His most emotionally resonant point is the one about Barker being unable to respond. Whatever one believes about the allegations, the asymmetry is real. Hallstrom is alive and can speak. Barker is not.
His weakest argument is the one where he questions the timing and suggests the accusers may have personal vendettas, a characterization that applies the most uncharitable possible reading to people whose legal records, whatever their interpretation, are factual documents.
Hallstrom received a multimillion-dollar settlement. That is not a normal outcome for someone whose allegations were considered completely without merit.
Dobkowitz concluded his statement by teasing a possible memoir. “Someday, when I write my book,” he wrote, “my 36 years of observations with Bob, the models, and the staff will clear up lots of misconceptions and dismiss many wrongful accusations.”
He described the show as “a happy place, the envy of other shows. Staff rarely quit. The dozens of women who were in our repertoire of models came back year after year, happy to be on our show.”
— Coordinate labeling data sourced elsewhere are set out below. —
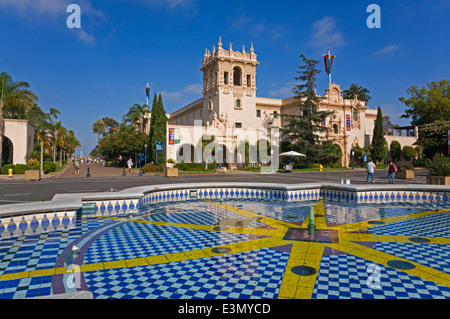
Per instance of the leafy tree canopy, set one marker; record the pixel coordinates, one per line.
(428, 103)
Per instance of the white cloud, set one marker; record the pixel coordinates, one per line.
(84, 37)
(387, 49)
(282, 92)
(326, 34)
(171, 96)
(193, 89)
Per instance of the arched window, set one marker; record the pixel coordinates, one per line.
(237, 76)
(335, 128)
(355, 114)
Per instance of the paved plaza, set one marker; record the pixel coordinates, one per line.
(253, 244)
(17, 190)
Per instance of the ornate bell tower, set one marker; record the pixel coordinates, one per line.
(229, 85)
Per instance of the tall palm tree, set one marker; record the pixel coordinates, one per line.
(72, 143)
(99, 127)
(15, 99)
(16, 96)
(55, 129)
(355, 91)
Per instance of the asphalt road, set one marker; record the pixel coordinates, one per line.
(19, 191)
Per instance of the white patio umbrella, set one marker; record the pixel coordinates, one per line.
(292, 153)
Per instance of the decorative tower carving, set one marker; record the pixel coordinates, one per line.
(228, 82)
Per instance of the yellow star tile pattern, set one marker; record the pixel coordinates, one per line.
(305, 253)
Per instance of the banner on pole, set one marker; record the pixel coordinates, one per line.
(448, 139)
(328, 59)
(174, 136)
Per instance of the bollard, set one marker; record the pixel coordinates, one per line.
(311, 226)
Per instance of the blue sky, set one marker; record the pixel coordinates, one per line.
(102, 69)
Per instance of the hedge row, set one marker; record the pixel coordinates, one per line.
(21, 168)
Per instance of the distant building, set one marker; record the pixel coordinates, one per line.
(229, 108)
(18, 141)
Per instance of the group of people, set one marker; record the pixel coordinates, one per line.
(392, 169)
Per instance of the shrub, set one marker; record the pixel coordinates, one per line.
(193, 166)
(20, 169)
(152, 168)
(51, 165)
(6, 167)
(422, 162)
(404, 166)
(408, 152)
(440, 166)
(396, 150)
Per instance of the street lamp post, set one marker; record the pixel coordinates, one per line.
(353, 159)
(145, 153)
(41, 168)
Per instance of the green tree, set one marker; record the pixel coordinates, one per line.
(355, 91)
(99, 128)
(302, 131)
(396, 151)
(135, 116)
(111, 125)
(408, 152)
(158, 126)
(433, 138)
(427, 104)
(15, 96)
(121, 144)
(377, 148)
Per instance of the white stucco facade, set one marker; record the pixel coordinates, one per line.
(20, 133)
(230, 107)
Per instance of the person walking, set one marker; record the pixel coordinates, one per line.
(391, 172)
(130, 164)
(370, 171)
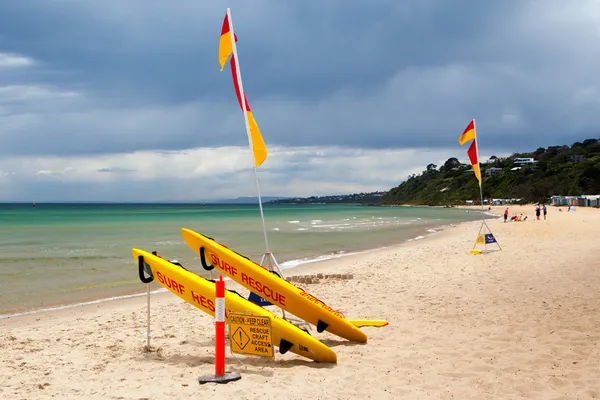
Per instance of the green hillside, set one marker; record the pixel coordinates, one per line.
(557, 170)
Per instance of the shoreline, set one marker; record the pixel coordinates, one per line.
(300, 266)
(518, 323)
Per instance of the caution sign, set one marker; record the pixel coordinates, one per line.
(250, 334)
(480, 239)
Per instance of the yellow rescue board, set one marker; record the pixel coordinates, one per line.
(272, 288)
(200, 292)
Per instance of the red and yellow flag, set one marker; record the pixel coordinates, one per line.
(258, 144)
(225, 46)
(472, 152)
(225, 51)
(468, 134)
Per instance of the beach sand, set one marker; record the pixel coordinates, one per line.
(523, 322)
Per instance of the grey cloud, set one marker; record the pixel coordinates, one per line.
(380, 74)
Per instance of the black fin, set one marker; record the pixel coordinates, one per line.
(321, 326)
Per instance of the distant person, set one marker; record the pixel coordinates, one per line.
(545, 212)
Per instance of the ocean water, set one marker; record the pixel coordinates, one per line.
(58, 254)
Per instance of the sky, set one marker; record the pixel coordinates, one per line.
(124, 101)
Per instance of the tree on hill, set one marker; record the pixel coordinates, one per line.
(557, 171)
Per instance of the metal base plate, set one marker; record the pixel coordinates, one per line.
(228, 377)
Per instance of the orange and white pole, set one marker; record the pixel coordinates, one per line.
(220, 375)
(220, 327)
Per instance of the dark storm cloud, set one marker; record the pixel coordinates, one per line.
(143, 75)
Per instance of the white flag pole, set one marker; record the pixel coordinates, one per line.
(243, 101)
(478, 165)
Barker’s longtime representative Roger Neal, in a separate statement released when the documentary premiered, called Barker “beloved” and said he “was part of the fabric of American pop culture” and “the greatest MC in TV history.”
Why This Case Will Probably Go Unresolved
The thing about a documentary featuring interviews with people who experienced or witnessed something is that it tells one kind of story.
The thing about a 36-year producer writing a Facebook post is that it tells another. Neither fully resolves what happened in that building between 1972 and 2007.
What is settled is that Dian Parkinson filed a lawsuit. That Holly Hallstrom was fired, and that the legal battle over what happened cost both sides years and significant money.
That Hallstrom received a multimillion-dollar settlement. That Barker denied all allegations until his death. Dobkowitz, who was there for all of it, believes the documentary is wrong.
He is willing to say so publicly, even now, even knowing what Hallstrom told Page Six before the documentary aired: that anyone from Barker’s camp who speaks out would be making a very foolish mistake.
“If they opened up that door,” Hallstrom told Page Six, “we would just drive a truckload of court documents and testimonies backed with proof, evidence and videotape.”